Glögg was the first mulled wine that caught my attention, mainly for its verbal similarity to “grog”. Yes, the pirate drink. My brother and I found a couple of bottles of the pre-made, nonalcoholic mixture at our local IKEA. We weren’t aware that we had to buy our own pods, spices and nuts for the mixture, though. Those very bottles are now gathering dust behind the microwave…because we’re lazy like that.

Joy’s Teaspoon’s tea mimicry of the booze/spice marriage includes a couple of the same ingredients – cinnamon and cloves – but goes off the deep end into “WFT!”-ery with the rest. Rounding out the herbal mélange are apple pieces, hibiscus blossoms, elderberries, rosehip peel, mistletoe, flavoring (celeryseed oil), and orange slices.

Mistletoe?! Celeryseed oil?! What was I supposed to do, kiss the cup?
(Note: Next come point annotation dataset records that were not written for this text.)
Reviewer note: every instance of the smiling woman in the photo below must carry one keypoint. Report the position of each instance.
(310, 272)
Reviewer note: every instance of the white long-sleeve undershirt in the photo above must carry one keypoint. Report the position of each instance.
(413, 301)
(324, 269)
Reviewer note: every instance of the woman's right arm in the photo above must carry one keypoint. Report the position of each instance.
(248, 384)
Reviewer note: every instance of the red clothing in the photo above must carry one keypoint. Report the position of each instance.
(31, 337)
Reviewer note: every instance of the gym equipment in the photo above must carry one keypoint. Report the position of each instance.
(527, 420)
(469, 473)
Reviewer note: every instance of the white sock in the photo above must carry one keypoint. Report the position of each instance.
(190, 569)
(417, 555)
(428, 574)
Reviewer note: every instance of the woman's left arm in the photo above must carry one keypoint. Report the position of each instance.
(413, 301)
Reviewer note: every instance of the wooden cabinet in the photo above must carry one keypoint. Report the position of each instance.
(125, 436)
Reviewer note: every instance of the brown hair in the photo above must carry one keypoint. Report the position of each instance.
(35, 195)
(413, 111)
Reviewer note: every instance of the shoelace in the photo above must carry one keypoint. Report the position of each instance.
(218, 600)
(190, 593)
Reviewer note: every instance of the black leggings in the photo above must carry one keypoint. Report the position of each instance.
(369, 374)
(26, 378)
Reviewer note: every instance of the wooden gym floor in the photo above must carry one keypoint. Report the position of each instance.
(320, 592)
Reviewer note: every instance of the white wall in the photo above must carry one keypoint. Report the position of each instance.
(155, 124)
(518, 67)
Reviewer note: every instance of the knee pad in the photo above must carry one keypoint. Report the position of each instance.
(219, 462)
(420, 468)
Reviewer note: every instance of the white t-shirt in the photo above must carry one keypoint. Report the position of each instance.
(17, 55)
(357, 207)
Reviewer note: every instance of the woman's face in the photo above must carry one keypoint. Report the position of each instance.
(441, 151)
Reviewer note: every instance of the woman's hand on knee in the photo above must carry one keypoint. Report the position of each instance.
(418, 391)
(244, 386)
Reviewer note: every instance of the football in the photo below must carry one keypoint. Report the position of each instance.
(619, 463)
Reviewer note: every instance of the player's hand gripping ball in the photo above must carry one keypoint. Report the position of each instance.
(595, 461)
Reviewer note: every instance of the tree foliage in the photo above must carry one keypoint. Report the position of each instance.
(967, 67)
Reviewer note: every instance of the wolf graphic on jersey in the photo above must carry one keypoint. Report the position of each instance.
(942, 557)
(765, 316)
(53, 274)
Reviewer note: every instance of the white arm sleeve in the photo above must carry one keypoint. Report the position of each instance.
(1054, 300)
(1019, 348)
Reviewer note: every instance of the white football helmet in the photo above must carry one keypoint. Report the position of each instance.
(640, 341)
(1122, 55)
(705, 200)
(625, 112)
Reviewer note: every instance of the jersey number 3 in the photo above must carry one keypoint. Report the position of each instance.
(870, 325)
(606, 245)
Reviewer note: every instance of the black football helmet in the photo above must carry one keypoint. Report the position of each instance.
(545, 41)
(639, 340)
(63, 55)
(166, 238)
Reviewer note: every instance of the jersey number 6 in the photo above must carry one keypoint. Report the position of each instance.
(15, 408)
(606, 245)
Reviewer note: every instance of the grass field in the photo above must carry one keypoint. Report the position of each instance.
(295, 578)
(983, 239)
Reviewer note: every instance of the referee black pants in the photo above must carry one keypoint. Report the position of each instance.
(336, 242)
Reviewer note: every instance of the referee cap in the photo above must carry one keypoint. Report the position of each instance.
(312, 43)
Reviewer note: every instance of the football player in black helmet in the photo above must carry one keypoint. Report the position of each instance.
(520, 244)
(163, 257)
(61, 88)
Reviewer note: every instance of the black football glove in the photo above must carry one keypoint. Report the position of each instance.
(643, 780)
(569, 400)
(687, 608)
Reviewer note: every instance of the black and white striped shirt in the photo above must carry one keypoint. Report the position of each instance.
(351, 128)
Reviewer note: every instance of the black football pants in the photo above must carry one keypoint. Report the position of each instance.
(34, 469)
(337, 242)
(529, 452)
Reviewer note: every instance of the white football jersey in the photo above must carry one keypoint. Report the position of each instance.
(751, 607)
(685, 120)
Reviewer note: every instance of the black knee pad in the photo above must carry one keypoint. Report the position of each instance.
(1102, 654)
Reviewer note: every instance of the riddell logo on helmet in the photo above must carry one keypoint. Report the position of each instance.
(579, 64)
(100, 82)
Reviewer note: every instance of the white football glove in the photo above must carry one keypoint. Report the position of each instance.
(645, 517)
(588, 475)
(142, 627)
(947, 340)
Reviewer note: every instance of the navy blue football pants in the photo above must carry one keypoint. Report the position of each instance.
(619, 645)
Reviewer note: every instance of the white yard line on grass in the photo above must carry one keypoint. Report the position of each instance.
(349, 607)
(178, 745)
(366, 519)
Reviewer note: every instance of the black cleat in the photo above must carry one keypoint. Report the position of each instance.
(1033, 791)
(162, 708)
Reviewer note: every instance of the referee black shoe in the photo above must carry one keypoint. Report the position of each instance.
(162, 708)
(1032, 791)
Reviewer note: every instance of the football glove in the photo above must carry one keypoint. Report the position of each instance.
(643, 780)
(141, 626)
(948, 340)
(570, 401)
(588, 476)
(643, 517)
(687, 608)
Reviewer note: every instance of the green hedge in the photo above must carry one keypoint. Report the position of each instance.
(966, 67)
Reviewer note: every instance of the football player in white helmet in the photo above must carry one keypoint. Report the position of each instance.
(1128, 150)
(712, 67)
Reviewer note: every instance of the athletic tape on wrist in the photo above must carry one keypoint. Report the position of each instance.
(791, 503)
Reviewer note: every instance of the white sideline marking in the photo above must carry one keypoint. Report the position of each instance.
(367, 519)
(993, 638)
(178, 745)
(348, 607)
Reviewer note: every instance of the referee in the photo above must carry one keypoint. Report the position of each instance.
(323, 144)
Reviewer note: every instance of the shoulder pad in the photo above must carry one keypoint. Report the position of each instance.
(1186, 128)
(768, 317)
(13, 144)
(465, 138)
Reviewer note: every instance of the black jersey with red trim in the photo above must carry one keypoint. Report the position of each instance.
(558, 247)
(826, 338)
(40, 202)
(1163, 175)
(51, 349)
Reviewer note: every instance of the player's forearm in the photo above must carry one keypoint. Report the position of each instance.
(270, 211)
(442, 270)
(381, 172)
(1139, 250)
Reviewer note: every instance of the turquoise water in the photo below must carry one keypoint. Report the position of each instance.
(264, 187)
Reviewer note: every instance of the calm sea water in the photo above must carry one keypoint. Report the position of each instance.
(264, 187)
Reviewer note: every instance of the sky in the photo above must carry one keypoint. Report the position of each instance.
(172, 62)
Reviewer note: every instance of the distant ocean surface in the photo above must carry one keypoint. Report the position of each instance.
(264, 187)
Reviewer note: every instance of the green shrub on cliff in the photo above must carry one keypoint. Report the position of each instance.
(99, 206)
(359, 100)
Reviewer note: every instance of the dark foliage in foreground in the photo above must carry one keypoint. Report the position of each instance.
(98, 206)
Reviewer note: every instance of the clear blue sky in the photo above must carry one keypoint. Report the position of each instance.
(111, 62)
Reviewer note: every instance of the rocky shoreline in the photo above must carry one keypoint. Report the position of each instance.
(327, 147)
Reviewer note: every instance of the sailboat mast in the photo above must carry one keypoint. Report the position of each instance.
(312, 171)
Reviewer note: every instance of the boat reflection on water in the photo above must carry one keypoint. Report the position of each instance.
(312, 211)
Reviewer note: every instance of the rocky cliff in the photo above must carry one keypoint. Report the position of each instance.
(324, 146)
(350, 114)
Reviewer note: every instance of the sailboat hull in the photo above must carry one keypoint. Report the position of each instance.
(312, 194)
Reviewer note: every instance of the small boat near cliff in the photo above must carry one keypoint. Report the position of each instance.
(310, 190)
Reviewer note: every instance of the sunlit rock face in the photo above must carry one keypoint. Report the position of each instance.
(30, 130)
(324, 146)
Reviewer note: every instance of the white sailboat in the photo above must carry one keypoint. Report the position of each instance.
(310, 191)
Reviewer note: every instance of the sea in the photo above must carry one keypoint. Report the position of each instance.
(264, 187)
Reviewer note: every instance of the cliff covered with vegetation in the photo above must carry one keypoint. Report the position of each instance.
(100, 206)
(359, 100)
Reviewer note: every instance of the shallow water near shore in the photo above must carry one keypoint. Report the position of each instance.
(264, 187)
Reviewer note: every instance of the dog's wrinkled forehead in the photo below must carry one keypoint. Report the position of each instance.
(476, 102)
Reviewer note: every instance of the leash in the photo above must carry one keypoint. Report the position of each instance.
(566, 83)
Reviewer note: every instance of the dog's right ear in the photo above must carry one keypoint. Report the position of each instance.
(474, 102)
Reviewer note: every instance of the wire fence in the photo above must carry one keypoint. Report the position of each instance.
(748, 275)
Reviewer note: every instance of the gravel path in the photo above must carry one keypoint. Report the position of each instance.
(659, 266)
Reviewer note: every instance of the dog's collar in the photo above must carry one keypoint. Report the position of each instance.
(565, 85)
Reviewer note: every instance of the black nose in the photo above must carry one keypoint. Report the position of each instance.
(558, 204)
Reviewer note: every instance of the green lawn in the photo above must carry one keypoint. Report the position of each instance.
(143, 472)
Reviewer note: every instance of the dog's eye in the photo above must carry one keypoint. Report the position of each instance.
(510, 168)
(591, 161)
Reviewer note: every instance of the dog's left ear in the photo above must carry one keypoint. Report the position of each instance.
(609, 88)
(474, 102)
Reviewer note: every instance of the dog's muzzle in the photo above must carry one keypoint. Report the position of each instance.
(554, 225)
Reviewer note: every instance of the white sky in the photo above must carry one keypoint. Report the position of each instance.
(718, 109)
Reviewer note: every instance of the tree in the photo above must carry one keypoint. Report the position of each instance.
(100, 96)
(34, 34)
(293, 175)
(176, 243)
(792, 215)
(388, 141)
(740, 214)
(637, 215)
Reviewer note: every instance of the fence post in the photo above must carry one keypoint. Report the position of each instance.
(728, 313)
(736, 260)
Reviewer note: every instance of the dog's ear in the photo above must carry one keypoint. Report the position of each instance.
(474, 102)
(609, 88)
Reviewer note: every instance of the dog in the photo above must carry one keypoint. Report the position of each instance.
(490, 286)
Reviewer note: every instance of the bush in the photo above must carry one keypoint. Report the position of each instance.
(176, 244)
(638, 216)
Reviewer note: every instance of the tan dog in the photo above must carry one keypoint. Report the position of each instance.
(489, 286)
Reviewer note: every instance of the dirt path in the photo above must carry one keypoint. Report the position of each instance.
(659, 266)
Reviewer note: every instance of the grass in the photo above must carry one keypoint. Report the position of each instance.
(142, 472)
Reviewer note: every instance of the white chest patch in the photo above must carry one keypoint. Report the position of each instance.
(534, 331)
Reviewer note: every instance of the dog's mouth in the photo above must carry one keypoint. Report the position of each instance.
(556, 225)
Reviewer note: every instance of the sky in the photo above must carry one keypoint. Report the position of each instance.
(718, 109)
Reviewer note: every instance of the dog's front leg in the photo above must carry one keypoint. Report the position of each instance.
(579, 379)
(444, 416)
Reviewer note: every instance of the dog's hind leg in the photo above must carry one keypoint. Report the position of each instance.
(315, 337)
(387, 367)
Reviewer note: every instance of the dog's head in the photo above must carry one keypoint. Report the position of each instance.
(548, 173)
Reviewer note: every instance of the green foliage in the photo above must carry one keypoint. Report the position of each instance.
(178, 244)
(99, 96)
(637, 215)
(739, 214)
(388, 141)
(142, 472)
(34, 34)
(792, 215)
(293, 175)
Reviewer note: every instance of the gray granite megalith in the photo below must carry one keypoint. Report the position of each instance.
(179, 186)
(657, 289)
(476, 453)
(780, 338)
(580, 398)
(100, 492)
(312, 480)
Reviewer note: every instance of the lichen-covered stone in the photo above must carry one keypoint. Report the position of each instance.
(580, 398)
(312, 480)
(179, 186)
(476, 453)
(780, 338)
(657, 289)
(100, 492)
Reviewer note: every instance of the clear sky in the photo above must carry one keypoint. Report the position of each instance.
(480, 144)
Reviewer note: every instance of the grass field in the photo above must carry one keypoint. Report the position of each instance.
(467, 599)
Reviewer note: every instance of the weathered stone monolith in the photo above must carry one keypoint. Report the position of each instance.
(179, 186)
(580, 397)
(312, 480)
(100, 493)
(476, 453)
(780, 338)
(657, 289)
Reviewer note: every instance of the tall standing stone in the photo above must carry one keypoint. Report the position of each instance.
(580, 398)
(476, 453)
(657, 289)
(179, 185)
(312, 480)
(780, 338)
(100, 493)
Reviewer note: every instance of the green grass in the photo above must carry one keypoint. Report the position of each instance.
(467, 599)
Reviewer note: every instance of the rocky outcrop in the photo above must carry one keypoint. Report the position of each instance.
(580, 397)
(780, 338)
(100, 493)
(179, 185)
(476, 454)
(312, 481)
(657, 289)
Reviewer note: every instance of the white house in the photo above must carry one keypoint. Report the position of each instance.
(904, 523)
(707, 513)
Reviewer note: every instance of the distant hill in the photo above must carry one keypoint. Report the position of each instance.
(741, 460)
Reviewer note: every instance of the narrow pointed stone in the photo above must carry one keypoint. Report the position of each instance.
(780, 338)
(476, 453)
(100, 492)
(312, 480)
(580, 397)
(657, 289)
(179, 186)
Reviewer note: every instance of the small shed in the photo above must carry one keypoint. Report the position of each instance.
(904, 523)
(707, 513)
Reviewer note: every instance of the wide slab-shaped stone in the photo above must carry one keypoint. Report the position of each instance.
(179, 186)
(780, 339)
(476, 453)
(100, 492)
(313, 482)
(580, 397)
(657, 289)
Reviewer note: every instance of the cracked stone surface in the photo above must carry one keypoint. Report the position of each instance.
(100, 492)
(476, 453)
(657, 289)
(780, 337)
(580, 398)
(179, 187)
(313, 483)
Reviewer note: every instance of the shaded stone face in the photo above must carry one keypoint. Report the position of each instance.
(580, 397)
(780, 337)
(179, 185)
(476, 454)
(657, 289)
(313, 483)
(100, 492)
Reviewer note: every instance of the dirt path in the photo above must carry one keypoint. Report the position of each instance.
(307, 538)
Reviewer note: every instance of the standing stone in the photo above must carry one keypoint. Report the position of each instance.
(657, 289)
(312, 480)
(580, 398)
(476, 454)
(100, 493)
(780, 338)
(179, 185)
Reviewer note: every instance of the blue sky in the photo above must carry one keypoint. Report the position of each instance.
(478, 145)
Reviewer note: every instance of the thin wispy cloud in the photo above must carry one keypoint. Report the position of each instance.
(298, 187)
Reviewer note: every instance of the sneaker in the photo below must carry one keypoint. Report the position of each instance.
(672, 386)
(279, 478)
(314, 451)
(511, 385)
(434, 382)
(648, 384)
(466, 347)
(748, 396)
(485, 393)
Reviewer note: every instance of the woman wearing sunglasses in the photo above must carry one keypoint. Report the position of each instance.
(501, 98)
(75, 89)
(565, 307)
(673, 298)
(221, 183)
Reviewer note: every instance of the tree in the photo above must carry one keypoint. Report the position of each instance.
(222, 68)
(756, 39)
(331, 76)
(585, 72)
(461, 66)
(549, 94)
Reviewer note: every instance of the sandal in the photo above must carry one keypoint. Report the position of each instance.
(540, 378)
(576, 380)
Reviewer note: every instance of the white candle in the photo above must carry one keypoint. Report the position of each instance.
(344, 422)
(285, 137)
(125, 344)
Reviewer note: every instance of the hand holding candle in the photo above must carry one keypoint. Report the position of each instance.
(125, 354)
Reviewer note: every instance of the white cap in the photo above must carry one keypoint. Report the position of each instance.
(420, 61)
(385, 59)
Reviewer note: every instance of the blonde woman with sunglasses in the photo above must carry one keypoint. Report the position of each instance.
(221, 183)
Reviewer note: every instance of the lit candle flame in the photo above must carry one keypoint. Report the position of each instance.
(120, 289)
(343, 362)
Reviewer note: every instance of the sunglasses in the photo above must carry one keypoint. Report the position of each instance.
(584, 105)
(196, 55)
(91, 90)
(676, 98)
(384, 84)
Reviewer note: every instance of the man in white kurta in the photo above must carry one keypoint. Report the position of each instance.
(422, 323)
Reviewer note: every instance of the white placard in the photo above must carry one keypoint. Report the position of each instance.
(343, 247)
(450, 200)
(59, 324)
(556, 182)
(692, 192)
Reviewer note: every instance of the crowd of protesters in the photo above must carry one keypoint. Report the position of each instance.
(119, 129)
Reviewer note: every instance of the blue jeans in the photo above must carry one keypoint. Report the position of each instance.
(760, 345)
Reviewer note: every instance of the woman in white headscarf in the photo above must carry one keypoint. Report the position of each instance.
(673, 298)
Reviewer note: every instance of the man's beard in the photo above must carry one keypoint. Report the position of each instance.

Whatever…I figured I was in for an ounce and pint at this point. It didn’t smell like alcohol, but it oozed fruity burliness – contradiction, though that may be. And the brewing instructions seemed to indicate that I was supposed to burn the ever-living-heck out of it. They called for 2 tsp. of herb per 6oz.of boiled water, steeped for six-to-ten minutes. I went a shade lighter on my measurements with 1 tbsn and an 8oz. cup; middle-of-the-road eight-minute steep.

I’ve gotta give ol’ Joy credit, this looked and smelled like spiced red wine. I couldn’t even see through the transparent glass that housed the frighteningly-deep concoction. Apple, elderberries and rosehips dominated the scent; cinnamon came in close second. I thought I detected licorice as well, but that may have been my nostrils playing tricks on me. On the tongue, tart hibiscus rushed in first, followed closely by a dual citrus-berry pirouette. Cinnamon took up the aftertaste slack.

This – like a lot of Joy’s other eccentric blends – overcompensated with what it set out to do. If you want a tea that tastes like booze, hey, have at it. It’s right here. My only nitpick was the intensity of the hibiscus. That probably could’ve been dialed down a bit. All said, though, a clobberhouse of a liquid fruit basket. If that makes any sense. (I think I’m cut off.)